En este marco de toma de decisiones puede prevalecer una lógica disyuntiva que privilegie algunos aspectos en detrimento de otros. Es por ello que se estima deseable encontrar soluciones integradoras, con altos componentes de síntesis, que favorezcan las líneas estratégicas sin afectar otros aspectos. Se trata de la lógica “además de”, que no siempre es posible, pero cuando se consigue suele dar mejores dividendos. Muchos países lo han conseguido a través de políticas integradoras que han garantizado estabilidad y sensatez en distintos periodos políticos.
Lamentablemente existen otros casos que han tomado posiciones extremas, de distintas ideologías, favoreciendo una lógica de “en vez de”, con resultados desalentadores.

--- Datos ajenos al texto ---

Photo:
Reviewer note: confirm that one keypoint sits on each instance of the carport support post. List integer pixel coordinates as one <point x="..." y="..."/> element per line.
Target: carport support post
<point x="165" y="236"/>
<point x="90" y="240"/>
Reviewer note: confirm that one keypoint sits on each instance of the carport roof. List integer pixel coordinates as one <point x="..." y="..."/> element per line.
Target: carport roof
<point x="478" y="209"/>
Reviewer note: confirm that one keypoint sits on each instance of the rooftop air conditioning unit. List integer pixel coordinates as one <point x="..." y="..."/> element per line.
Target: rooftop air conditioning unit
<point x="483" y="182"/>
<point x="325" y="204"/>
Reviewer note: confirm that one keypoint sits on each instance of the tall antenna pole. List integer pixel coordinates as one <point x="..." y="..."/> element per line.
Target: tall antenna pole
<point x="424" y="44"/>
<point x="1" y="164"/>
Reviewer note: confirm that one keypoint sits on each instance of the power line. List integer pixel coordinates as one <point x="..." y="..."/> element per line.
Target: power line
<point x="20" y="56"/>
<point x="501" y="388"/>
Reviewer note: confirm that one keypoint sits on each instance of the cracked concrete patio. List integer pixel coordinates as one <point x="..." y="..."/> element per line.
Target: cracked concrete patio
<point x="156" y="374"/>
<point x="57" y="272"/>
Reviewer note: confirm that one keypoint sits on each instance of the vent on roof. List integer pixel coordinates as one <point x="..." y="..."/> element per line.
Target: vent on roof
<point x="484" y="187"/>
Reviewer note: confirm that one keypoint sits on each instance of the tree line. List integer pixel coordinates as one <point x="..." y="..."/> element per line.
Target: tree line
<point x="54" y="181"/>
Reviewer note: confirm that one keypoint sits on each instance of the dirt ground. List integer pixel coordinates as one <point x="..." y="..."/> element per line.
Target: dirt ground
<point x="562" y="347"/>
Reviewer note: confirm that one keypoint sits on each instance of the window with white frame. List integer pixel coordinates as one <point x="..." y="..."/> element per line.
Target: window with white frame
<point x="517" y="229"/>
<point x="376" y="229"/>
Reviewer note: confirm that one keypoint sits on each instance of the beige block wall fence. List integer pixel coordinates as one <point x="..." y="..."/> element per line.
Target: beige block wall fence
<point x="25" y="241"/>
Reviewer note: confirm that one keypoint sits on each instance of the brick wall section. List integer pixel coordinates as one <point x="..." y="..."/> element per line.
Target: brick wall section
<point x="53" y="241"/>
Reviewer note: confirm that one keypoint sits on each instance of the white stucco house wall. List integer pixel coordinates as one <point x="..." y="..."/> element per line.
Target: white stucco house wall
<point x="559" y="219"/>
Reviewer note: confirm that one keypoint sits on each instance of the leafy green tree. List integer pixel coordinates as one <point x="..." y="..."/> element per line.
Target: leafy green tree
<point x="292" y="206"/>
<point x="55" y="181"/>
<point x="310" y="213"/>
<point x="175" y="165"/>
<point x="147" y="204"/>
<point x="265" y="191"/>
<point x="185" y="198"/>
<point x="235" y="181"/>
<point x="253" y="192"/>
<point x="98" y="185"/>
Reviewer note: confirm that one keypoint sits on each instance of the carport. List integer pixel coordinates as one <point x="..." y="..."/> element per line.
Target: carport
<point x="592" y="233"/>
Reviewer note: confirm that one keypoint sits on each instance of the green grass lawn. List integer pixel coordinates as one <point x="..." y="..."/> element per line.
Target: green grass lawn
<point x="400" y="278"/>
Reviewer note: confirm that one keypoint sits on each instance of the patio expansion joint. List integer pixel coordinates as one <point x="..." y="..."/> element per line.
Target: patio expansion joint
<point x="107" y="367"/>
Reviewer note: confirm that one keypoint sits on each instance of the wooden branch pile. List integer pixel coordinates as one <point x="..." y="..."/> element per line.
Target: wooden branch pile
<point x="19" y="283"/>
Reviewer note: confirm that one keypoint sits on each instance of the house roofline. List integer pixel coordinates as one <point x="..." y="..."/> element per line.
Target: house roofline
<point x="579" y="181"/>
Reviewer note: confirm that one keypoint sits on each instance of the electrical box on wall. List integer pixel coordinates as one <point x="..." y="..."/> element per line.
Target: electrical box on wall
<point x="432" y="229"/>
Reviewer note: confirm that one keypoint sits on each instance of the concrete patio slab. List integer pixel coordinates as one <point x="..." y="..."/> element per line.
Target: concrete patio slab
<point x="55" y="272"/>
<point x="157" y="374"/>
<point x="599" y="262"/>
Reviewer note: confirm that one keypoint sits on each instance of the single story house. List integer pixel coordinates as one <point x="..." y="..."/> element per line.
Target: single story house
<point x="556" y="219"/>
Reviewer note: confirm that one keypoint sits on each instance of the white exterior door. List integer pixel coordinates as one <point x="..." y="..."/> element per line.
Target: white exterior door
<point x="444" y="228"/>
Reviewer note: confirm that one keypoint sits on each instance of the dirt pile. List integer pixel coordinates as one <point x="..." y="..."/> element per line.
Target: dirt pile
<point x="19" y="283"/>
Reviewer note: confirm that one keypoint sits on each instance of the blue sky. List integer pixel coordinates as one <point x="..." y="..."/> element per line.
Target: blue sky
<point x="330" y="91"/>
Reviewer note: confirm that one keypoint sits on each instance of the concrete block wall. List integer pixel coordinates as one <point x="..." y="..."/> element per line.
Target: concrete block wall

No cabe duda de que la corrupción es un problema en que el consenso por su combate es prácticamente unánime. Al debatirse la decisión sobre el nuevo aeropuerto en Texcoco, quienes han optado por su suspensión han esgrimido precisamente el argumento anticorrupción, en concreto, relacionado con la carencia de garantías éticas en el otorgamiento de contratos. Sin embargo, parece que estos argumentos han seguido la lógica excluyente del “en vez de”, pues no parece que se haya planteado algún mecanismo que a la par de eliminar el otorgamiento de contratos viciados favoreciera, al mismo tiempo, la continuación del proyecto.
Se habla mucho de proyectos sociales y de estrategias que buscan hacer frente a algunos problemas alarmantes. La activación de los “ninis”, el desarrollo de las zonas desfavorecidas, la atención a personas en pobreza extrema, etc. Da gusto y esperanza que un gobierno lo tome como prioridad, dadas las circunstancias de nuestro país. Da cuenta de un diagnóstico certero de la realidad. ¿No será posible, además de estos proyectos, seguir buscando mecanismos para apoyar la inversión extranjera y mantener un marco económico saludable para todos?

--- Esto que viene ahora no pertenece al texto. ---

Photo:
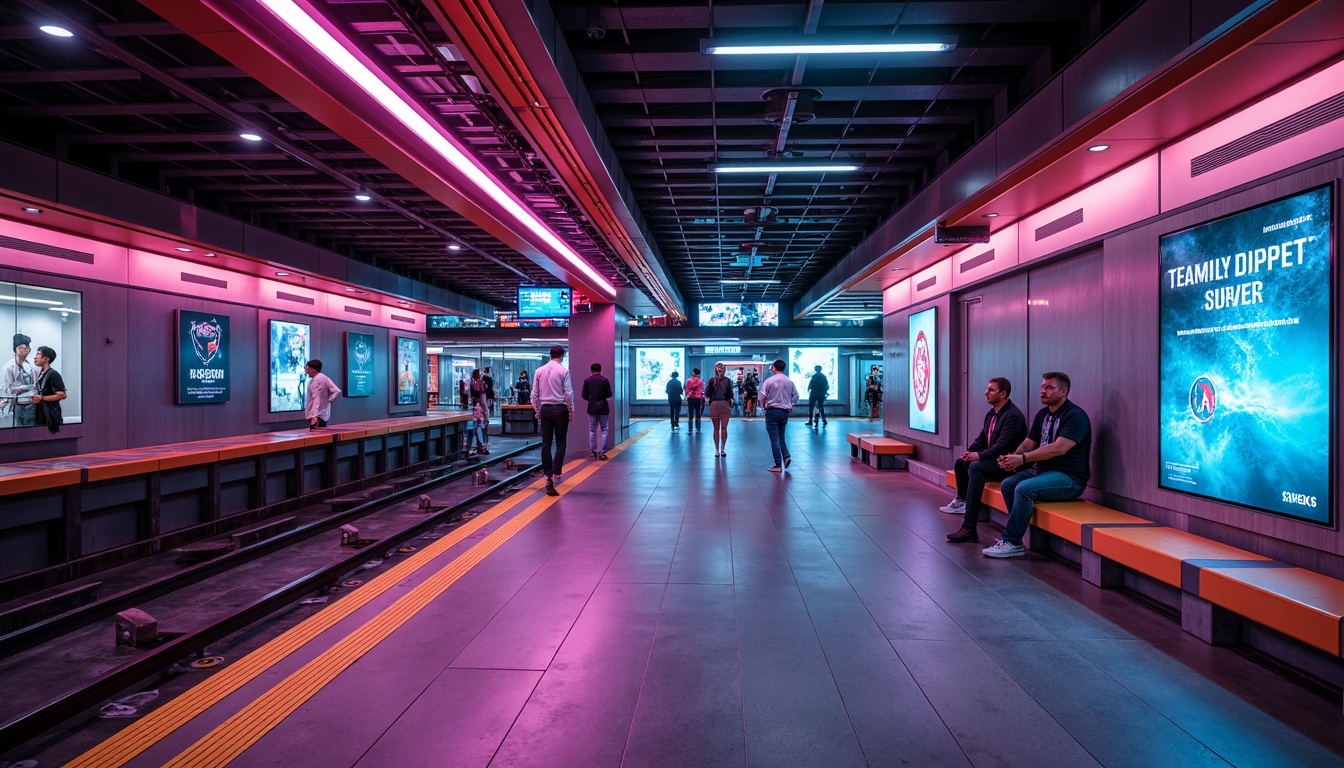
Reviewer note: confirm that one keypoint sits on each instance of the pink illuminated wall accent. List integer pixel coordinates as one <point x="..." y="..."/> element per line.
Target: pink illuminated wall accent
<point x="1179" y="188"/>
<point x="1125" y="197"/>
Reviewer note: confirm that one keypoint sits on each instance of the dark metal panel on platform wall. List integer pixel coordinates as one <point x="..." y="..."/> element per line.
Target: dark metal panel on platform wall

Otra situación que favorece la lógica excluyente en cuestión es el discurso dicotómico que divide a nuestra sociedad en “fifís” y “chairos”. Las clasificaciones sociales de este tipo, además de polarizar a la sociedad, etiquetan injustamente tanto para un lado como para el otro, favoreciendo un clima de desconfianza que conduce a la toma de decisiones pendulares, disyuntivas, alejadas de la lógica “además de”.

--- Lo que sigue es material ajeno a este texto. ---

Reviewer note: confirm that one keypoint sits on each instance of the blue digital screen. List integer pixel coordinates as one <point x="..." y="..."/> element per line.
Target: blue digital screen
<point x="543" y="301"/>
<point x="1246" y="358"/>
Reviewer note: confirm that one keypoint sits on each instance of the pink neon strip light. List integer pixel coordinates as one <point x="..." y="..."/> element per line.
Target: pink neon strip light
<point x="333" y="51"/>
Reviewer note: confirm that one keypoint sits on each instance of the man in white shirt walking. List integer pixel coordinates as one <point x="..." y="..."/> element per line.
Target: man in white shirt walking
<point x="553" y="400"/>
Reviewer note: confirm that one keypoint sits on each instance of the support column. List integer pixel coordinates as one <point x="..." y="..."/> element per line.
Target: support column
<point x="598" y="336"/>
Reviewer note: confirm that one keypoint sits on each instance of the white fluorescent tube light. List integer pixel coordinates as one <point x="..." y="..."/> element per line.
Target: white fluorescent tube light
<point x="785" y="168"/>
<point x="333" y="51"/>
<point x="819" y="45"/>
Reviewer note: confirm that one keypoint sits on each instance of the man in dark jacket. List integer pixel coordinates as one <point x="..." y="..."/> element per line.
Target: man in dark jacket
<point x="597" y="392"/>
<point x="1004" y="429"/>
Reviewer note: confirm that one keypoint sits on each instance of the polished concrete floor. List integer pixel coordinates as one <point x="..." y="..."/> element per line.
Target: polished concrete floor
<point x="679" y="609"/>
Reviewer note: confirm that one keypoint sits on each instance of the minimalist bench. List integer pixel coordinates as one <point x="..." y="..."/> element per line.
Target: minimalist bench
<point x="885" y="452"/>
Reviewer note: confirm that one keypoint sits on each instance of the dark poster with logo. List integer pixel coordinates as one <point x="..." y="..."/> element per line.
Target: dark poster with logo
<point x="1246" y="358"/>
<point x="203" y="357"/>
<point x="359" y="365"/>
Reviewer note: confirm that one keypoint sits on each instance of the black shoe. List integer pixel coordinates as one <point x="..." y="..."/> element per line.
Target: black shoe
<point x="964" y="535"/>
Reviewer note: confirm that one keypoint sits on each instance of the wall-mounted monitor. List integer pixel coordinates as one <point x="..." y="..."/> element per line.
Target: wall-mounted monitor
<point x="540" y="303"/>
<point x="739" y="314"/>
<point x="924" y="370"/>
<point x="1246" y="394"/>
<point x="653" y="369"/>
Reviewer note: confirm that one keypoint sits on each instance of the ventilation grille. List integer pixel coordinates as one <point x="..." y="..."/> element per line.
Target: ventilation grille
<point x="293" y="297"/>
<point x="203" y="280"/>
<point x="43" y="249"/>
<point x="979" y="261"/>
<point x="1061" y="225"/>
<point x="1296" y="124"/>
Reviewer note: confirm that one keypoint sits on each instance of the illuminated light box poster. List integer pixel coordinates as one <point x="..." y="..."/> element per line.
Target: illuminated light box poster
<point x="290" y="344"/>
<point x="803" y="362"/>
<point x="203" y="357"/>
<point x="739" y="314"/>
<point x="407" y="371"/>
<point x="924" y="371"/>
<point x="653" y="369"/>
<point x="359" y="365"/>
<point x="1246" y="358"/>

¿No existirán acaso soluciones que efectivamente cubran prioritariamente proyectos sociales pero que también permitan un aeropuerto moderno? ¿No será posible implementar mecanismos para atacar la corrupción y al mismo tiempo construir marcos que faciliten la inversión? ¿No habrá forma de buscar maneras de elevar el nivel de vida de las personas en situación de vulnerabilidad y al mismo tiempo proteger el ingreso de la clase media? Dicho desde otra perspectiva, ¿no será viable mantener la estabilidad macroeconómica de México, pero al mismo tiempo abatir la pobreza y evitar la desigualdad?
En la vida humana, y no sólo en los contextos políticos, es frecuente encontrarnos soluciones polarizadas, que buscan potenciar un aspecto en detrimento de otros. La realidad suele verse en términos maniqueos: elegir entre el blanco y el negro. Salvo algunas situaciones que son de naturaleza efectivamente disyuntiva, pero que son muy pocas, en general hace falta más pensamiento sintético e integrador. ¿No es posible, al menos en algunos casos, resolver un problema y al mismo tiempo mantener o mejorar lo que funciona bien? Funcionamos con frecuencia con la lógica de “en vez de”, “esto o lo otro”, cuando podríamos intentar una lógica de “además de”, “esto y lo otro”. No siempre es posible, pero me parece fundamental hacer el esfuerzo. En el contexto político actual no necesitamos posturas ideológicas ni decisiones únicamente basadas en posiciones políticas. Requerimos afán de servir y soluciones a los problemas. Ojalá sea el enfoque de la nueva administración.
*Rector del campus México de la Universidad Panamericana.